Parole di ammirazione, ma anche di disapprovazione sono quelle che l’aretino riserva al conterraneo nelle sue Vite. “Paulo Uccello”, scrive, “[…] il quale, dotato dalla natura d’uno ingegno sofistico e sottile, non ebbe altro diletto che d’investigare alcune cose di prospettiva difficili et impossibili, le quali, ancor che capricciose fussero e belle, l’impedirono nondimeno tanto nelle figure, che poi, invecchiando, sempre le fece peggio”. 
Un’ossessione dunque, che Vasari giudicò persino nociva per la qualità delle sue opere e che forse costò all’artista la povertà in cui visse e morì. Certamente gli causò le critiche dell’amico Donatello, che lo esortava ad abbandonare la via della sperimentazione, e della famiglia. 
Secondo il biografo, Paolo Uccello si attardava ogni sera sui suoi lavori di prospettiva e quando la moglie e la figlia Antonia (monaca e artista, una delle poche pittrici del Rinascimento delle quali abbiamo notizia), lo invitavano a coricarsi, egli rispondeva: “Oh che dolce cosa è questa prospettiva!”.
Questa non era però l’unica passione di Uccello, che aveva un simile interesse anche per gli animali ma, poiché non poteva permettersi di comprarli vivi, si accontentava di dipingerli riempiendo le pareti della sua casa con piccoli quadretti a tema. 

Nato da un barbiere e chirurgo (com’era usanza allora) di Pratovecchio, Paolo di Dono aveva frequentato la bottega di Lorenzo Ghiberti all’epoca della prima porta del Battistero di Firenze, manifestando fin da subito la sua predilezione per i volatili: fu forse da questo episodio che deriva il nome con il quale è divenuto famoso. 
La Battaglia di San Romano rivela magnificamente la sua predilezione per la prospettiva e per la rappresentazione degli animali e le combina in un capolavoro che è tale non solo per la sua epoca, ma anche per quelle successive, al punto da far pensare ad anticipazioni ante litteram del Cubismo e del Surrealismo
Stupisce dunque scoprire che la divisione del trittico sia avvenuta a metà Ottocento, quando era ancora integro agli Uffizi: giudicate copie minori, le due tavole laterali furono vendute – con grande pentimento successivo – alla National Gallery e al Louvre. 

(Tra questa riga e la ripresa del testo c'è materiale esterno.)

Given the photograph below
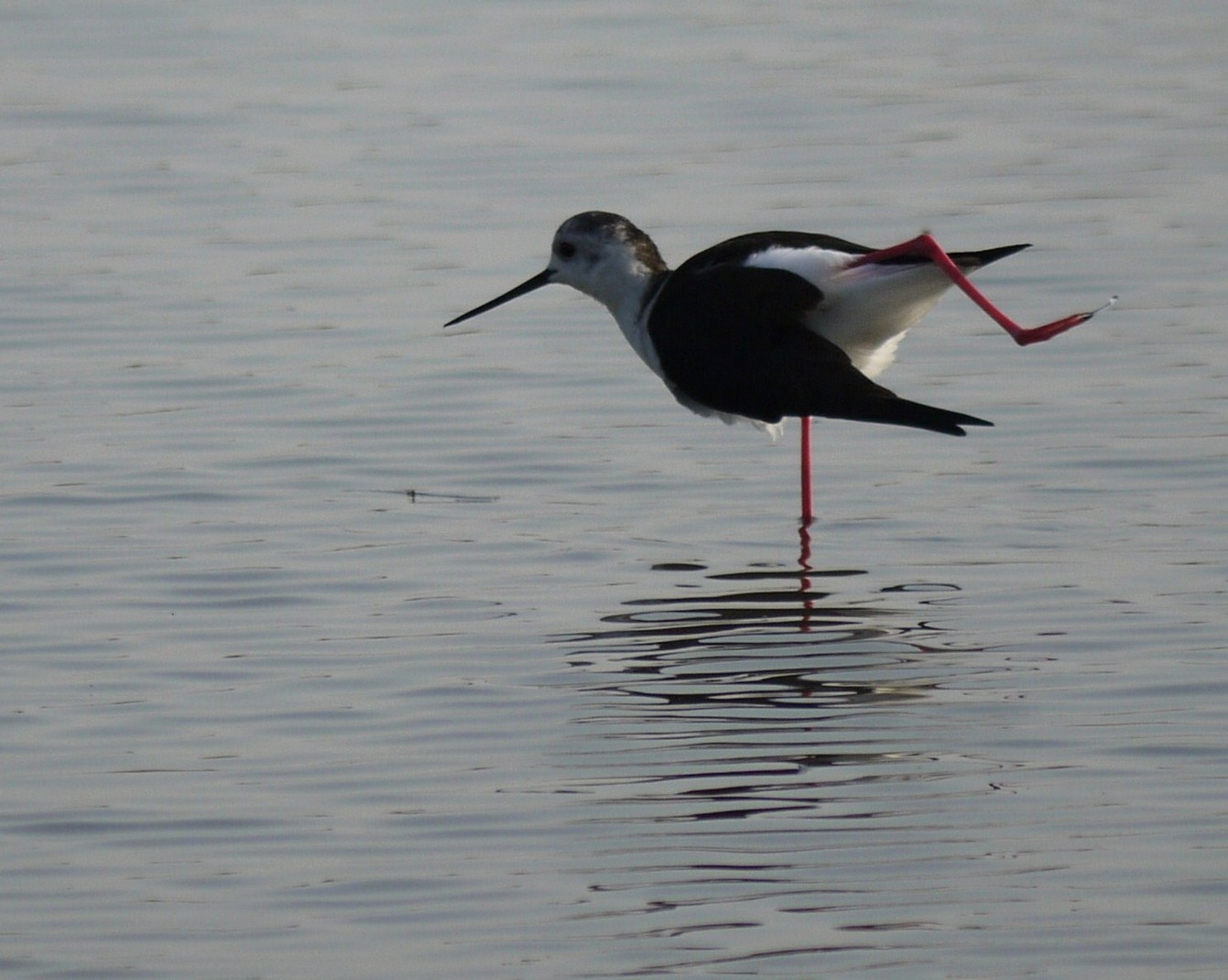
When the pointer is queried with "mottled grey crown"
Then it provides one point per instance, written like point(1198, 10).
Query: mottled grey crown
point(614, 229)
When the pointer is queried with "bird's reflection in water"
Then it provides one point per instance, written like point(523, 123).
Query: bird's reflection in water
point(760, 768)
point(723, 698)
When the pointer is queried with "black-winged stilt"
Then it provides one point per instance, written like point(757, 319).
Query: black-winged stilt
point(774, 323)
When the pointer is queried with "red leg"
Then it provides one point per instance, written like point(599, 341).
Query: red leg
point(807, 475)
point(929, 247)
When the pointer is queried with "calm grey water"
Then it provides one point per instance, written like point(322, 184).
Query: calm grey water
point(586, 705)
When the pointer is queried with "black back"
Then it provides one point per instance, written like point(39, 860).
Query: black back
point(734, 338)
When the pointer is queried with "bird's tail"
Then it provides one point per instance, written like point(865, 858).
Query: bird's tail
point(901, 411)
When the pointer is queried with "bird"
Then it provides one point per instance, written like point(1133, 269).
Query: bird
point(774, 323)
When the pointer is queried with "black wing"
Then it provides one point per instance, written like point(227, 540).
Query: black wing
point(732, 338)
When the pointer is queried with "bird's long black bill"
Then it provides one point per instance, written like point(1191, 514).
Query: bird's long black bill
point(542, 279)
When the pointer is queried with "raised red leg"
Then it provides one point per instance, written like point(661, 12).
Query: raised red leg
point(807, 475)
point(928, 245)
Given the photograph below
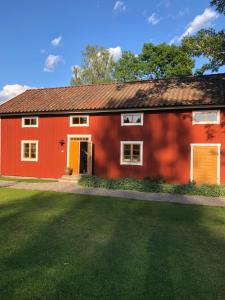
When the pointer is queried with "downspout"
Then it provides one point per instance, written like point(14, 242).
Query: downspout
point(0, 146)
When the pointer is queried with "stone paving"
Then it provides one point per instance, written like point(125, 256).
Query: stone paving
point(70, 187)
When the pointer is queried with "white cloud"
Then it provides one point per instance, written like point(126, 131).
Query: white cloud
point(51, 62)
point(153, 19)
point(201, 21)
point(11, 90)
point(119, 6)
point(116, 53)
point(56, 41)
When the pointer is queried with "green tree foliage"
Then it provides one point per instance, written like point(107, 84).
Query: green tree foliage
point(219, 4)
point(97, 66)
point(164, 61)
point(128, 68)
point(209, 44)
point(155, 61)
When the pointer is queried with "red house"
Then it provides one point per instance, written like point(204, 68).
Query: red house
point(171, 128)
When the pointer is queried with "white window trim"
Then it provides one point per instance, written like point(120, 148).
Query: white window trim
point(132, 124)
point(218, 160)
point(69, 137)
point(29, 126)
point(22, 150)
point(204, 122)
point(79, 125)
point(122, 162)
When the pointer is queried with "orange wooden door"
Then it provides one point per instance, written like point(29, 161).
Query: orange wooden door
point(74, 156)
point(205, 164)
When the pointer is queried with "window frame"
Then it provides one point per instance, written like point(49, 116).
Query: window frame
point(22, 150)
point(132, 163)
point(79, 125)
point(30, 126)
point(206, 122)
point(132, 124)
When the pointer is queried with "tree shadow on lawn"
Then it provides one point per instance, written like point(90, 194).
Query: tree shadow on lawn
point(78, 247)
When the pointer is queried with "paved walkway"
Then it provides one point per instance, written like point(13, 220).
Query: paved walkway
point(68, 187)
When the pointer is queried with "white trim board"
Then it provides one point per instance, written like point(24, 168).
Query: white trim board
point(30, 126)
point(29, 142)
point(141, 153)
point(132, 124)
point(218, 160)
point(69, 136)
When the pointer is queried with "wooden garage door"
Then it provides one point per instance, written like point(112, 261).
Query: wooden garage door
point(205, 164)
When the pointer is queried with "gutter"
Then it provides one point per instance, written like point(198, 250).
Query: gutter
point(120, 110)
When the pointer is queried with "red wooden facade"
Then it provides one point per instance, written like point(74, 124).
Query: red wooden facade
point(166, 136)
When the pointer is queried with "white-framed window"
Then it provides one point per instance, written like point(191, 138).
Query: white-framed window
point(131, 153)
point(206, 117)
point(132, 119)
point(30, 122)
point(79, 120)
point(29, 150)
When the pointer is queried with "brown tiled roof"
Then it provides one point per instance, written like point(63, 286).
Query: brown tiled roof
point(184, 91)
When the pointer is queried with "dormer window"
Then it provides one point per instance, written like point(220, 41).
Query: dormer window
point(132, 119)
point(206, 117)
point(30, 122)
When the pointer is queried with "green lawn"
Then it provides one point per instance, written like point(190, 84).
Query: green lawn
point(29, 180)
point(64, 246)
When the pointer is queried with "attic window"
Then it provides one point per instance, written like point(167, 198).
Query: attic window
point(132, 119)
point(30, 122)
point(206, 117)
point(79, 121)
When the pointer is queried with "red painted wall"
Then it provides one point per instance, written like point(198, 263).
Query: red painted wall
point(166, 140)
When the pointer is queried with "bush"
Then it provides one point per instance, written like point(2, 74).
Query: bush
point(152, 184)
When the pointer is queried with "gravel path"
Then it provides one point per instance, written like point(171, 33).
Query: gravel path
point(68, 187)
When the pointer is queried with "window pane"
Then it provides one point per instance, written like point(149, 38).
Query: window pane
point(33, 121)
point(127, 152)
point(26, 150)
point(76, 120)
point(136, 153)
point(83, 120)
point(27, 122)
point(212, 116)
point(33, 150)
point(136, 119)
point(127, 119)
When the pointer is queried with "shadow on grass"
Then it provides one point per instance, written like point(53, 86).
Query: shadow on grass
point(59, 246)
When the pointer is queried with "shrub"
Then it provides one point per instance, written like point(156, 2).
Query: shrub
point(152, 184)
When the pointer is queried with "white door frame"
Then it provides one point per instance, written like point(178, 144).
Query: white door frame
point(218, 159)
point(69, 136)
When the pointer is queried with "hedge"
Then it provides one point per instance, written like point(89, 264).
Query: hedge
point(155, 185)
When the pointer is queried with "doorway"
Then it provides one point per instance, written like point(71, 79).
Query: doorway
point(80, 155)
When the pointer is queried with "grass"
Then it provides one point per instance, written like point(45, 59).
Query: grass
point(154, 185)
point(64, 246)
point(29, 180)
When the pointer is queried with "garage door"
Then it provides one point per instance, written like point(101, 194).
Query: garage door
point(205, 163)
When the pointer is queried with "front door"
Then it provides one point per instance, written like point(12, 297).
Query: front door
point(80, 156)
point(205, 164)
point(74, 156)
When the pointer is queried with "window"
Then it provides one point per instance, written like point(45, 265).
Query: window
point(29, 151)
point(132, 119)
point(206, 117)
point(30, 122)
point(79, 121)
point(131, 153)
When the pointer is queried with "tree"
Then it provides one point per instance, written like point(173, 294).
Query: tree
point(97, 66)
point(128, 68)
point(209, 44)
point(164, 61)
point(219, 4)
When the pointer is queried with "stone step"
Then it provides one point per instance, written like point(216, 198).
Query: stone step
point(69, 178)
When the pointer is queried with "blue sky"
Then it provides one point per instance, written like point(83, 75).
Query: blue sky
point(41, 40)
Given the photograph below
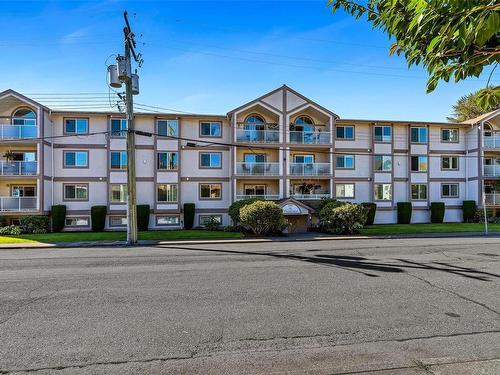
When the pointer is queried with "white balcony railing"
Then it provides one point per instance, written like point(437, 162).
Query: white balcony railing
point(18, 168)
point(258, 169)
point(492, 141)
point(492, 170)
point(17, 131)
point(312, 138)
point(257, 136)
point(492, 199)
point(273, 197)
point(309, 169)
point(18, 204)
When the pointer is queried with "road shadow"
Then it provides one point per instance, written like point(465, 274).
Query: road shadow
point(359, 264)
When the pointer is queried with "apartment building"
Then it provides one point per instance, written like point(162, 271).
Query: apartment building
point(281, 146)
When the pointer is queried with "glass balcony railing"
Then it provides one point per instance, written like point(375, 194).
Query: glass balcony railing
point(18, 131)
point(18, 204)
point(18, 168)
point(309, 169)
point(311, 138)
point(258, 169)
point(257, 136)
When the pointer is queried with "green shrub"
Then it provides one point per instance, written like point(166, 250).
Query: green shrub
point(189, 210)
point(143, 211)
point(12, 230)
point(372, 210)
point(34, 224)
point(263, 217)
point(469, 211)
point(58, 215)
point(235, 207)
point(404, 212)
point(344, 219)
point(437, 212)
point(98, 217)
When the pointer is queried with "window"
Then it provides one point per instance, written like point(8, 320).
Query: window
point(449, 162)
point(118, 160)
point(449, 190)
point(82, 221)
point(76, 126)
point(117, 221)
point(382, 133)
point(168, 128)
point(205, 218)
point(76, 192)
point(167, 161)
point(383, 192)
point(449, 135)
point(118, 127)
point(210, 160)
point(419, 163)
point(344, 190)
point(76, 159)
point(210, 191)
point(345, 162)
point(418, 135)
point(118, 193)
point(210, 129)
point(345, 132)
point(166, 193)
point(382, 163)
point(167, 220)
point(418, 191)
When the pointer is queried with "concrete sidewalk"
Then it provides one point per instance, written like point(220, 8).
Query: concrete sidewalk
point(287, 238)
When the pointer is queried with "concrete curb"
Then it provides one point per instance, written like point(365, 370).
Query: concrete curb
point(62, 245)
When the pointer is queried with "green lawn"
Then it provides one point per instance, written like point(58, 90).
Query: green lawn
point(387, 229)
point(166, 235)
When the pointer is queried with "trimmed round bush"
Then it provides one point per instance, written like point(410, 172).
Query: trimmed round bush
point(263, 217)
point(143, 211)
point(372, 210)
point(58, 215)
point(437, 212)
point(404, 212)
point(235, 207)
point(469, 211)
point(189, 210)
point(98, 217)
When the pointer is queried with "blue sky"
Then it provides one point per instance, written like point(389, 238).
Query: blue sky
point(210, 57)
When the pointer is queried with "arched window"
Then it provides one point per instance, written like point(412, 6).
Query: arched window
point(24, 116)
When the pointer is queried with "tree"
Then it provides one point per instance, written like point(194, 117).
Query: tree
point(467, 107)
point(452, 39)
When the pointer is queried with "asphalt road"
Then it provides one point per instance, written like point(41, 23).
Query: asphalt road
point(429, 306)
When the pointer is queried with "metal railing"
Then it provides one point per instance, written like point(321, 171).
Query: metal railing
point(492, 199)
point(272, 197)
point(492, 170)
point(312, 138)
point(309, 169)
point(257, 136)
point(258, 168)
point(18, 131)
point(492, 141)
point(18, 204)
point(18, 168)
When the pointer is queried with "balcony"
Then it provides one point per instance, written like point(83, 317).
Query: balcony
point(258, 169)
point(18, 204)
point(18, 168)
point(310, 138)
point(492, 199)
point(492, 170)
point(17, 131)
point(257, 136)
point(309, 169)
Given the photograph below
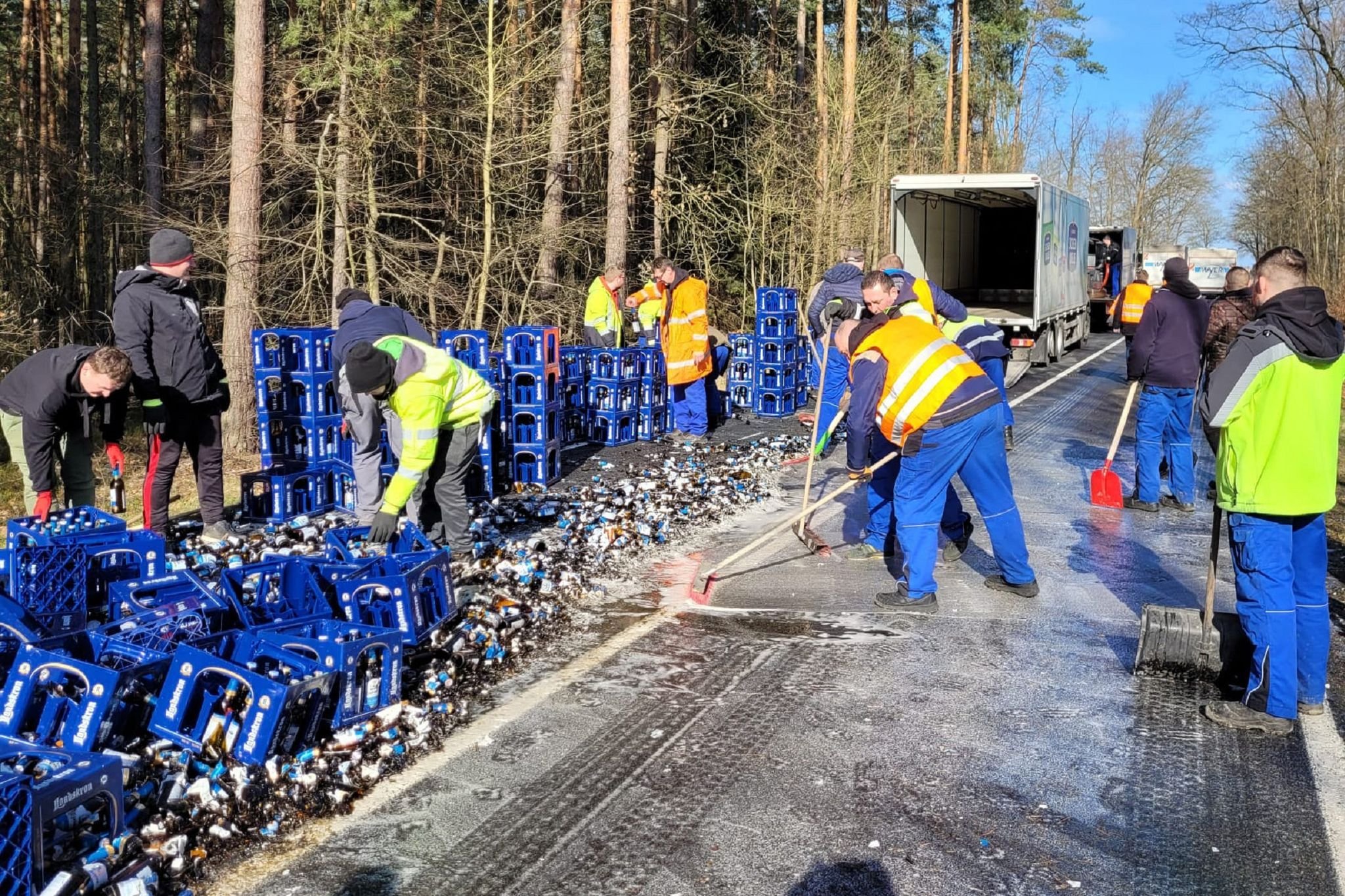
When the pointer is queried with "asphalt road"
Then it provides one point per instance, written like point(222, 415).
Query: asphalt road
point(787, 739)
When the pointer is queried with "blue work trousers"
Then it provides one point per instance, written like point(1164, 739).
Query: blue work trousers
point(883, 519)
point(713, 396)
point(1279, 566)
point(1162, 430)
point(838, 381)
point(994, 368)
point(973, 449)
point(689, 413)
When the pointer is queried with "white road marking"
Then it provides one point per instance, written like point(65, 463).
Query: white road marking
point(1327, 759)
point(1064, 372)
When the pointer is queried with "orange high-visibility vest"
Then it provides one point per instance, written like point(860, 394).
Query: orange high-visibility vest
point(925, 368)
point(1133, 301)
point(686, 331)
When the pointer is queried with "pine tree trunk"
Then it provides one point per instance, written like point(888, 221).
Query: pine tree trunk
point(849, 62)
point(245, 169)
point(553, 200)
point(155, 106)
point(965, 100)
point(619, 135)
point(210, 45)
point(820, 85)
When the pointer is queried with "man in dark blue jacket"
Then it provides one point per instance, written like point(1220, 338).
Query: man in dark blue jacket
point(362, 322)
point(1165, 356)
point(835, 299)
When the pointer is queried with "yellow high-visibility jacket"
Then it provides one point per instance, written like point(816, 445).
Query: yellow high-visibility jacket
point(435, 391)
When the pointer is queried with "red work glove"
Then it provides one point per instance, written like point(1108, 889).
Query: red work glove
point(116, 459)
point(42, 509)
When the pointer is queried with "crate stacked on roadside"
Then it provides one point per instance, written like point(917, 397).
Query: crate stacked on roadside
point(779, 379)
point(533, 391)
point(472, 347)
point(304, 456)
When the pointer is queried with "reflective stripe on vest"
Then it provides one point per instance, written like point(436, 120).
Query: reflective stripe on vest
point(1133, 303)
point(925, 368)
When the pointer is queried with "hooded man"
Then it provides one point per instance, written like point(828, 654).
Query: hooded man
point(1277, 402)
point(1165, 358)
point(835, 299)
point(46, 409)
point(443, 405)
point(362, 322)
point(178, 378)
point(686, 345)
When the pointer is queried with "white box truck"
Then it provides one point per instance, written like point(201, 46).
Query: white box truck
point(1012, 247)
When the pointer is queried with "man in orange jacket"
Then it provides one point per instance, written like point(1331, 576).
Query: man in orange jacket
point(685, 335)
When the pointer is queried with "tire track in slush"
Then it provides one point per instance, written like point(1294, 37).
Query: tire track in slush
point(548, 813)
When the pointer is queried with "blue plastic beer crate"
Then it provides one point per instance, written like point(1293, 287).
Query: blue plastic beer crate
point(774, 403)
point(283, 492)
point(778, 326)
point(298, 350)
point(779, 300)
point(410, 593)
point(613, 427)
point(15, 834)
point(208, 698)
point(533, 345)
point(84, 692)
point(366, 658)
point(472, 347)
point(76, 793)
point(536, 463)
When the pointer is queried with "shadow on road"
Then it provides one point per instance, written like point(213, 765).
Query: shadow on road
point(845, 879)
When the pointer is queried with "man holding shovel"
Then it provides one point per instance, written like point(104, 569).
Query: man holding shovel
point(933, 403)
point(1275, 400)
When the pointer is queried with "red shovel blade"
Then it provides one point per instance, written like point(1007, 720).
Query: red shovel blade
point(1106, 488)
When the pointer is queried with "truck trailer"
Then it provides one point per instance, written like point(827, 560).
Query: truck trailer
point(1012, 247)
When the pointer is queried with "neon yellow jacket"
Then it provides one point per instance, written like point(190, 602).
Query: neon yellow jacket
point(602, 316)
point(435, 391)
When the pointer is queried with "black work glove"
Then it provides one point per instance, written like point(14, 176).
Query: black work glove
point(384, 528)
point(154, 416)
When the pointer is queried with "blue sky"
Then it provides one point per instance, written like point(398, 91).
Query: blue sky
point(1141, 42)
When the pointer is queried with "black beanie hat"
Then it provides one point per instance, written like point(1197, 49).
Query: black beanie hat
point(350, 295)
point(1176, 269)
point(170, 246)
point(368, 367)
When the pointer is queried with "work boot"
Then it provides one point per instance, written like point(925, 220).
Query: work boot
point(1234, 714)
point(954, 550)
point(1170, 500)
point(864, 551)
point(217, 532)
point(1025, 590)
point(902, 601)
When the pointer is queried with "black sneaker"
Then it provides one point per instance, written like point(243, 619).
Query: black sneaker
point(957, 547)
point(900, 601)
point(1169, 500)
point(1025, 590)
point(1234, 714)
point(1132, 503)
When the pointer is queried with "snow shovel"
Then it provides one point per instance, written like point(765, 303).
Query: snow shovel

Anche se vederli riuniti dal vivo rimane impossibile, per ora almeno, poter ammirare di persona il dipinto degli Uffizi è comunque un’esperienza di grande impatto e permette di avvicinarsi ad una delle menti più particolari e sofisticate del primo Rinascimento fiorentino: prenota ora la tua visita!  

1 Artista, architetto e uomo di lettere alla corte dei Medici, Giorgio Vasari (1511-1574), fu anche autore de Le vite de’ più eccellenti architetti, pittori, et scultori italiani, da Cimabue insino a’ tempi nostri (edito nel 1550 e nel 1568, con aggiunte), opera fondamentale per la storiografia artistica italiana.

2 L’espressione “lancia in resta” deriva dal supporto montato sul lato destro della corazza (la resta), utilizzato per sostenere la base della lancia durante il combattimento. Introdotto intorno alla metà del XV secolo, poteva essere fisso o mobile. Mettere la lancia in resta significa dunque prepararsi al combattimento.